Ah! tu souffres donc bien…

(très expressif et bien chanté)

Va! repose ton coeur douloureux
sur le mien…
Et laisse-toi bercer dans mes bras,
ma petite!

(attendri)

Je t'ai sacrifiée en venant à la Cour.
Mais tu pardonneras,

(plus vivement et avec un sourire mêlé de larmes)

quand nous rirons un jour
De mon ambition maudite.

(avec attendrissement)

Viens, nous quitterons cette ville
Où j'ai vu s'envoler ta gaîté d'autrefois,
Et nous retournerons au fond de nos
grands bois,
Dans notre ferme si tranquille…
Là là! nous serons heureux,
Bien heureux!
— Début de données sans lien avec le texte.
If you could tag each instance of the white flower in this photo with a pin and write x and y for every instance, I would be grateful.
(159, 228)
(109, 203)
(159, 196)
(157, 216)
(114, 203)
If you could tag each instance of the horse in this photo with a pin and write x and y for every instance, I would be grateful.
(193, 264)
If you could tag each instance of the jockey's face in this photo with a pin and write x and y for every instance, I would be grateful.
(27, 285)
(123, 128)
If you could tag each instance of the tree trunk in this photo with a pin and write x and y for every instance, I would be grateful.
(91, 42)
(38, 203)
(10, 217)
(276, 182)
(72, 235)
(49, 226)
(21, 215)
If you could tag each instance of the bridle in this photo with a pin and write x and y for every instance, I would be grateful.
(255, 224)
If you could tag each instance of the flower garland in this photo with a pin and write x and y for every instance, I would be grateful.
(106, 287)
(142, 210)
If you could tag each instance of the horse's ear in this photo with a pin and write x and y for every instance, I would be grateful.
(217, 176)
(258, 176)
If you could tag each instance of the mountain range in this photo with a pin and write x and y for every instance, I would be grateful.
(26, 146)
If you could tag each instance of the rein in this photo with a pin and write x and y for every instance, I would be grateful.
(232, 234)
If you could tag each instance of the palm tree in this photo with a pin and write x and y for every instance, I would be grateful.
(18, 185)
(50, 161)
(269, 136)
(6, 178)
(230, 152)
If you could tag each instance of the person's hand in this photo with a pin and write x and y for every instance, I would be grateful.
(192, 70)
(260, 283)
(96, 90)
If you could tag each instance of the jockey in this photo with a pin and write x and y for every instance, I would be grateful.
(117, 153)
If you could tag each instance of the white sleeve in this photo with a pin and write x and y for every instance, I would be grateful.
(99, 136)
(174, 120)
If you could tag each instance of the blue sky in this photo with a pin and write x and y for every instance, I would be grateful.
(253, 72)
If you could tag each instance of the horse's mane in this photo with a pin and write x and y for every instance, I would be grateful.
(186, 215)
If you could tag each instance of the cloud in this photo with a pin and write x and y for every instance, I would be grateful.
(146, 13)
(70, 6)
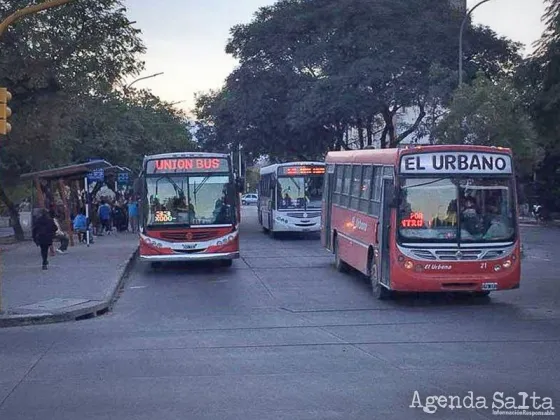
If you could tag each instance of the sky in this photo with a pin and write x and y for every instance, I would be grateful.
(186, 39)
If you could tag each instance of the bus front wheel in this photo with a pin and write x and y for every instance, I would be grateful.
(340, 265)
(379, 291)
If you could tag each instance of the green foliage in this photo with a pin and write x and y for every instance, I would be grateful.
(541, 78)
(491, 113)
(62, 66)
(311, 70)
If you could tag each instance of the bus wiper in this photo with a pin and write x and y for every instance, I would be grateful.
(197, 188)
(422, 185)
(175, 186)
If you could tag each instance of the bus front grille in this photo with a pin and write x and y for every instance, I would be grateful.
(304, 215)
(194, 235)
(456, 254)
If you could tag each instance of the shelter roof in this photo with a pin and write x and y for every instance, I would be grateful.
(72, 171)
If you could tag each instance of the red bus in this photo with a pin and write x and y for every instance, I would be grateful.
(424, 219)
(189, 208)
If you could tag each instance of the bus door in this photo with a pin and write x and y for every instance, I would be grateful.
(385, 224)
(327, 207)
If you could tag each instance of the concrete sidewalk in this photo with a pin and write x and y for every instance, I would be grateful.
(79, 284)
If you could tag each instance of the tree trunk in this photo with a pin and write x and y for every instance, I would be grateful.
(383, 140)
(369, 131)
(14, 214)
(389, 126)
(360, 125)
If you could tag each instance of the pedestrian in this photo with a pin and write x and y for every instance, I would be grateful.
(44, 230)
(105, 216)
(133, 214)
(60, 234)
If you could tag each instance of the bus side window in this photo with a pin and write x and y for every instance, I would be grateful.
(339, 169)
(347, 179)
(375, 202)
(365, 193)
(356, 186)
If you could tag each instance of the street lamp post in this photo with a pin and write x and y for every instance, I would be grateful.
(466, 18)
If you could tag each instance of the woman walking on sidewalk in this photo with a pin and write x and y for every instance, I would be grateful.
(44, 230)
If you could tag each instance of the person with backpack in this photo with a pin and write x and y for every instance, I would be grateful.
(105, 216)
(43, 233)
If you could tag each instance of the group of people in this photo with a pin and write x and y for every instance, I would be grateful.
(106, 216)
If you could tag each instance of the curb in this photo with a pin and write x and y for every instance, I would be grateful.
(86, 310)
Tous les deux.
Le matin nous irons comme deux
amoureux
Cueillir le blanc muguet…

▼CENDRILLON▲
(gentiment et naïvement)
… et liserons bleus,
Tous les deux!
Dès que les cloches argentines
S'éveilleront…

▼PANDOLFE▲
(continuant la phrase de Cendrillon, avec le même sentiment, presque enfantin)
… sonnant matines!

▼CENDRILLON▲
Matines!
Le soir nous entendrons du Rossignol
des nuits le chant si doux et frais…
au profond des forêts…

▼PANDOLFE▲
Viens!…

▼CENDRILLON, PANDOLFE▲
Nous quitterons cette ville
Où j'ai vu s'envoler… ta/ma gaîté
d'autrefois…

(avec sentiment)

Là! Nous serons heureux!
Bien heureux!
Tous les deux! là-bas!

▼CENDRILLON▲
(plus alerte)
Maintenant, je suis mieux et je me
sens renaître…
Tu peux me laisser seule.

▼PANDOLFE▲
(affectueusement)
Oui, si tu veux promettre
De ne plus être triste

(comme un tendre reproche)

et de ne plus pleurer;

(avec une résolution attendrissante)

Pour nous sauver d'ici je vais tout
préparer! Oui…

(en s'éloignant doucement)

nous quitterons cette ville…

(Cendrillon se jetant dans les bras de son père)

▼PANDOLFE▲
(revenant avec élan vers Cendrillon)
Là! là! nous serons heureux!
Bien heureux! Tout les deux!

Scène Quatrième

(Cendrillon, seule, regardant encore par où son père est parti semble oppressée, troublée, indécise)

▼CENDRILLON▲
(avec une résolution subite)
Seule, je partirai, mon père;
Le poids de mon chagrin serait trop
lourd pour toi.
Je ne veux pas te voir souffrir de ma
misère!
Mais… je ne peux plus vivre…
Il a douté de moi…
Lui! mon doux Maître et mon seul Roi!
Lui que j'adore! il me renie…
et me repousse!
Pourtant, sa voix était bien douce…
Pourtant, ses yeux étaient bien doux!

(expressif et tendre)

O mes rêves d'amour,
mes rêves d'amour
Hélas!

(sans retarder)

envolez-vous!

(très attendrie et simplement)

Adieu, mes souvenirs de joie… et de souffrance
Qui, malgré tout, me parliez d'espérance!

(expressif)

Témoins et compagnons de mon si
court destin!
Adieu! adieu, mes tourterelles
Pour qui chaque matin,
J'allais, par les venelles,
Cueillir le vert plantin…

(simple et triste)

je ne vous verrai plus!

(allant à la cheminée)

Ni toi, ma place familière…

(détachant la petite branche pendue à la cheminée; simple et religieux)

Que je t'embrasse encor,
tout séché, tout jauni…
Relique d'un beau jour,
humble rameau béni.

(avec un sentiment très profond)

Ah! comme on aime ce que l'on quitte!

(simple et triste)

Et toi, le grand fauteuil
Où, quand j'étais petite,
Je courais me blottir bien vite…
Frileusement…
Sur les genoux de ma maman…

(très attendrie)

De maman… de maman…
si bonne et si jolie!

(très caressant)

Qui fredonnait en me berçant:
«C'est l'Angélus,
Dors, mon petit ange,
Dors comme Jésus
Dormait dans la grange.»

(Le tonnerre gronde, l'éclair brille, avec un subit désespoir; à volonté)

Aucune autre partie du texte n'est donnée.